Zürich wächst und wächst: Die Veränderungen auf einen Blick. (Video: Marco Sieber/Statistik Stadt Zürich)

Die durchschnittliche Wohnungsfläche hat sich durch die Umbauten um 3,7 Quadratmeter vergrössert – beim Nutzen innerer Reserven wie beispielsweise dem Ausbau eines Dachstocks sogar um durchschnittlich 9 Quadratmeter.

Sonderfall Sihlfeld

Unterschiede punkto Bautätigkeiten macht Statistik Stadt Zürich auch zwischen den Quartieren aus. So wurde im Kreis 1, im Langstrassenquartier und im Seefeld seit 2009 am meisten umgebaut. In der City liegt der Umbauanteil am Wohnungsbestand bei 23 Prozent. Ein Sonderfall ist das Quartier Sihlfeld, in dem sich die Weststrasse befindet. Dort wurden in diesem Zeitraum nicht nur viele Wohnungen umgebaut, die Zahl der Wohnobjekte hat sich auch deutlich erhöht: 84 Prozent aller zusätzlichen Wohnungen im Sihlfeld sind durch Umbau entstanden.

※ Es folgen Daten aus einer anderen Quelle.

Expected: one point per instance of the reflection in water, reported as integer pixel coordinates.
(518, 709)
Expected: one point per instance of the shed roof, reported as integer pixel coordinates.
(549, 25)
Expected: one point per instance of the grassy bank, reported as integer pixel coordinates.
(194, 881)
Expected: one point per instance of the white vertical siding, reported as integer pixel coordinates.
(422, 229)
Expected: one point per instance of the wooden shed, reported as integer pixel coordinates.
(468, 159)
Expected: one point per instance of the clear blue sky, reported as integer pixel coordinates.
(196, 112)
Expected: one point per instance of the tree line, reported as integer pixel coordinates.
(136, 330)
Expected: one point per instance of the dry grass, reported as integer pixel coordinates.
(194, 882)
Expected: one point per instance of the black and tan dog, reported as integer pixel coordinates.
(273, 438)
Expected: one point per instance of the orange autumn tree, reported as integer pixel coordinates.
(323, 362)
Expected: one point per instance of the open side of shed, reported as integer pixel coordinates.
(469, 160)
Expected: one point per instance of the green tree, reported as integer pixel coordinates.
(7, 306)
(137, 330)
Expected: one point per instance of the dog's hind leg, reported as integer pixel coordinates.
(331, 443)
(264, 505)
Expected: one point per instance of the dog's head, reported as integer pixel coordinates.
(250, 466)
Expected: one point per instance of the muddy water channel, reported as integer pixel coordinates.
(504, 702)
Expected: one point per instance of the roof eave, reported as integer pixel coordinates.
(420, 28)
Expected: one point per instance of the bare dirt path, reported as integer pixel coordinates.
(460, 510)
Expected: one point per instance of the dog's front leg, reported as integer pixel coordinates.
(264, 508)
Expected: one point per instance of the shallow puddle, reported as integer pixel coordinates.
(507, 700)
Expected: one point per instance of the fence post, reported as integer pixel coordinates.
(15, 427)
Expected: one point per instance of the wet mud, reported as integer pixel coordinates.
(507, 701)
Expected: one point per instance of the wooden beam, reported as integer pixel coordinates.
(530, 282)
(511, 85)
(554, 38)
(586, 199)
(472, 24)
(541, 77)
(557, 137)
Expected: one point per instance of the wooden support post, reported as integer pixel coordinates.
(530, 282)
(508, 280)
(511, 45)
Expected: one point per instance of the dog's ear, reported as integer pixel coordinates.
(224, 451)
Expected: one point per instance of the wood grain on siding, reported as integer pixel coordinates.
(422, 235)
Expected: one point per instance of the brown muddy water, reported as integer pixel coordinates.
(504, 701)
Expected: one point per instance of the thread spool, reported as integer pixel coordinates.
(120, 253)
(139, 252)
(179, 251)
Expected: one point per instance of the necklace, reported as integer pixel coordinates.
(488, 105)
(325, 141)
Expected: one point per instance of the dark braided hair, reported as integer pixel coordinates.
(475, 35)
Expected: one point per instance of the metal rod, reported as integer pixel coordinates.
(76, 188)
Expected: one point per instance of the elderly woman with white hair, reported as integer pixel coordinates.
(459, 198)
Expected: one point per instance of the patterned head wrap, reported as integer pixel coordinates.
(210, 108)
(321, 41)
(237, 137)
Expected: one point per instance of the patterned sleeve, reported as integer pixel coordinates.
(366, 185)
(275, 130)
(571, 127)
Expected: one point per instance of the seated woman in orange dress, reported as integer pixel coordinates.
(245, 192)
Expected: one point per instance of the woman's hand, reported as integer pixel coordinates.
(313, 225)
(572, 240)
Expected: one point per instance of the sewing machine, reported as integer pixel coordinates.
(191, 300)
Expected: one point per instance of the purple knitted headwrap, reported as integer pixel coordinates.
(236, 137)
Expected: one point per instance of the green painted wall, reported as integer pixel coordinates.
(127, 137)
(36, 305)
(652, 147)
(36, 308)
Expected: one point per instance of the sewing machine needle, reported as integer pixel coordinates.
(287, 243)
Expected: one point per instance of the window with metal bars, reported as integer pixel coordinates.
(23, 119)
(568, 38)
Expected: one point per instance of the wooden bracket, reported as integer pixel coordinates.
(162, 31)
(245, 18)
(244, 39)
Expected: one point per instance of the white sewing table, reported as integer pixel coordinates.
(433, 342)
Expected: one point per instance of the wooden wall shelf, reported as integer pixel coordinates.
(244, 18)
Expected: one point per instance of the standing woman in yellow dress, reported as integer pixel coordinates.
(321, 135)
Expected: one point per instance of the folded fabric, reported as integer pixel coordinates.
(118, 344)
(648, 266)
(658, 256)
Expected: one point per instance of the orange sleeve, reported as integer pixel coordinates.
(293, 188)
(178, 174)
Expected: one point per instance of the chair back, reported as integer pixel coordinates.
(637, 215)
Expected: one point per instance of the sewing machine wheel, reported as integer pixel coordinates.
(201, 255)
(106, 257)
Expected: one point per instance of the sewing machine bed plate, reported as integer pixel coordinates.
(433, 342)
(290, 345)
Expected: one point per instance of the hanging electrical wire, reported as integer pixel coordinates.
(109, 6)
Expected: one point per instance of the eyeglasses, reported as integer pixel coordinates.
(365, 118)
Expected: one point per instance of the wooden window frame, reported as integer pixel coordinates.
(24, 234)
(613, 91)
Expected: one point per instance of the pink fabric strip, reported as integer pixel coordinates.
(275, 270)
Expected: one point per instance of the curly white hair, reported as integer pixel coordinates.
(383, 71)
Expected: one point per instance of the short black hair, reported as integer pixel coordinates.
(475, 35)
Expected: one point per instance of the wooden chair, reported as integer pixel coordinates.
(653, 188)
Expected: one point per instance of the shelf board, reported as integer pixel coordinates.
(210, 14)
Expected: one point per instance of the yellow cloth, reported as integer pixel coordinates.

Auch in der Weinegg, in der Werd, im Quartier Rathaus und in Hottingen trug der Umbau mehr als die Hälfte zur Wohnungszunahme bei. Anders sieht es am Stadtrand aus. Dort ist der Anteil der durch Umbau entstandenen zusätzlichen Wohnungen eher tief, dafür dürfte dort die Zahl der Ersatzneubauten höher sein.